School gym sweatshirts inspired a variety of looks, from Rusty’s heathered sweater with hand-pouch to Roxy’s khaki bomber jacket with stretchy knit cuffs and waistband.
Several retailers cited fur or sherpa-lined jackets as important. Linda Stegman, buyer for Rip Curl Surf Center in San Clemente, Calif., described Rusty’s $56 wholesale suede-and-sherpa coat as the “number one jacket on our floor. We usually sell out the same day it gets in.”
Carol Maradian, owner of World Core Surf with units in La Jolla and San Clemente, praised Paul Frank for kicking its brand into high gear.
“All of a sudden, they have a new following. I can’t keep it in stock,” she said, adding that surf-themed accessories like bedding, lamps and candles are doing well.
Ezekiel and Element, dabbling in juniors for a couple of years, offered a more cohesive vision for girls this time around.
Ezekiel hired Dawls designer Ryan Rush to relaunch its junior line, Ezekiel Girls. Rush, who split from his backer, Brand Lab, continues to design Dawls as well.

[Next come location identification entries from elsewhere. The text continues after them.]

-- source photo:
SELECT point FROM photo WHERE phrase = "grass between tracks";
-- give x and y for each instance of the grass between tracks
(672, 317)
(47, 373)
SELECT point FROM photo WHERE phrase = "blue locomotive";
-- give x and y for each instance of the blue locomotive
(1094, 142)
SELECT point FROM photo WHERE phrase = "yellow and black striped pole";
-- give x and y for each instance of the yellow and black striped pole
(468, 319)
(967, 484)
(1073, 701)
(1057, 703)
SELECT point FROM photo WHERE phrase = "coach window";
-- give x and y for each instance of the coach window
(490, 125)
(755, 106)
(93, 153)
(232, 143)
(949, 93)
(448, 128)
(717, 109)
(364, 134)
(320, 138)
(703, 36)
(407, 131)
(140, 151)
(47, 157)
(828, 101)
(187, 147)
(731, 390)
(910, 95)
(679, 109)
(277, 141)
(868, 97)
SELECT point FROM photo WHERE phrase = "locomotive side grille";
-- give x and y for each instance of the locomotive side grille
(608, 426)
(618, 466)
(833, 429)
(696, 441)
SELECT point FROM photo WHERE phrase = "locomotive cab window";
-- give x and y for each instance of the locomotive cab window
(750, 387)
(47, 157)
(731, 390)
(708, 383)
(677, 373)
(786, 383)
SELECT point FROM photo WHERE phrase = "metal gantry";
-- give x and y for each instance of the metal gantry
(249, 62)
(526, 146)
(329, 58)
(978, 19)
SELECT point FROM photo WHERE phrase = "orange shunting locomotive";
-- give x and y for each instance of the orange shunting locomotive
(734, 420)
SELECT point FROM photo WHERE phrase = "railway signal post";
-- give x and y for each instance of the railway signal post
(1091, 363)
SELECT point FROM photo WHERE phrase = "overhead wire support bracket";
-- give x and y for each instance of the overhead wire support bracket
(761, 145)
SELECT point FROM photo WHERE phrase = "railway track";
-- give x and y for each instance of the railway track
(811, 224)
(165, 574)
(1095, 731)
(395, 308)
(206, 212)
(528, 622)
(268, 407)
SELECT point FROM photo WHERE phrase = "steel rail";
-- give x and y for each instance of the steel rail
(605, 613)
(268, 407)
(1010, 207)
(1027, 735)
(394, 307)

He said Ezekiel Girls targets an “older teen with cleaner, more sophisticated colors.”
Ezekiel Girls included velour hoodies with western yoke seaming, slim-cut bomber jackets and ruffled denim pouch bags. Ezekiel cofounder Royce Cansler projected the line will do $2 million in its first year.
Acquired by Billabong last July, skateboard company Element showed tiny thermal tops and low-slung stretch denim. The combination of guys’ graphics on girls’ fashion silhouettes has been a powerful combination, said executive vice president Mark Tinkess.
“Several of our major accounts have gone right to a guy’s T and specifically requested us to size the graphic down and put it on a girl’s body,” Tinkess said. “It has happened on a half-dozen occasions in the last six weeks.” Several vendors said ultra-girly graphics like butterflies and rainbows have started to wane.
The Irvine, Calif.-based company has a “real opportunity to create the urban side of skate,” Tinkess continued. “She doesn’t want flowers, because it’s not sunny all the time. At the same time, we’re not flames and skulls and all dark.”